Blackburn spoke to the Free Beacon Tuesday after a Senate Judiciary Committee hearing on social media algorithms. Her comments highlight growing bipartisan interest in holding video platforms to account for their moderation of content for kids. Rep. Raja Krishnamoorthi (D., Ill.), who chairs a committee on consumer policy, recently called YouTube a "wasteland of vapid, consumerist content."
During the hearing, Blackburn said "our children’s brains are being trashed" and described YouTube algorithms as creating "an unpoliced automated reward system." "The FTC should be looking at these algorithms," Blackburn told the Free Beacon, pointing to the way YouTube queues "Up Next" videos as a particular problem.
YouTube has recently come under fire for how it moderates children's content. Since the company launched YouTube Kids in 2015, children have been targeted with videos that appear to be child-friendly but contain scary, obscene, or inappropriate content. Google has repeatedly apologized for the content and banned many of the channels that hosted it.
"Of course as a parent or grandparent, there is cause for concern, not only for what the child is seeing, but how the child is establishing a relationship with going deeper into some of these videos," Blackburn told the Free Beacon. The senator also criticized YouTube’s "data mining" of information drawn from its parent company Google to target ads.
YouTube, like other social media platforms, makes money from ads targeted at specific users. In September 2019, the FTC fined YouTube a record $170 million to settle charges that it illegally harvested children’s data in order to serve them personalized ads. The Children’s Online Privacy Protection Act bars companies from harvesting data from children under 13 without parental consent.

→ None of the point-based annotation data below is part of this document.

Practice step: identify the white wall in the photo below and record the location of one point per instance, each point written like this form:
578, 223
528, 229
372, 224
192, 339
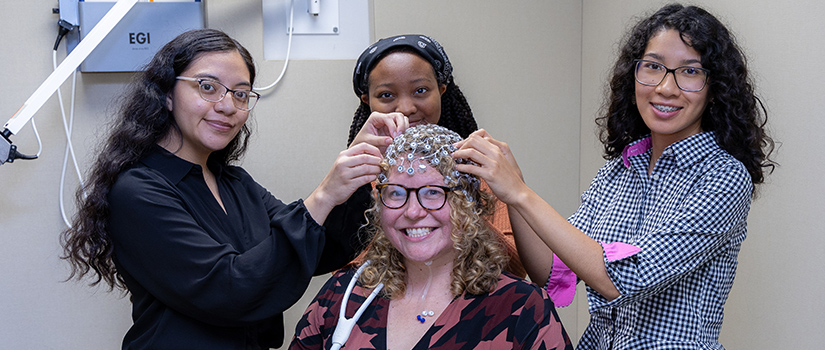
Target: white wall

In Tuesday’s hearing, YouTube public policy lead Alexandra Veitch said the company no longer allows personalized ads on content for kids and disables comments on videos for children. Blackburn said she was unsatisfied with Veitch’s answers.
The FTC has begun taking a harder line on online platforms. In December 2020, it required social media and video streaming companies to supply detailed information on their ad targeting and how it affects children. In an April blog post, the FTC also signaled it would investigate ad targeting algorithms that may be discriminatory against certain groups.
Blackburn endorsed that aggressiveness, saying, "I would love for this FTC to be a little bit more stringent as they look at penalties and enforcement. These companies are making a tremendous amount of money off this data." She also praised FTC commissioner Rebecca Kelly Slaughter, a Democrat, for saying that the $170 million settlement from YouTube did not go far enough.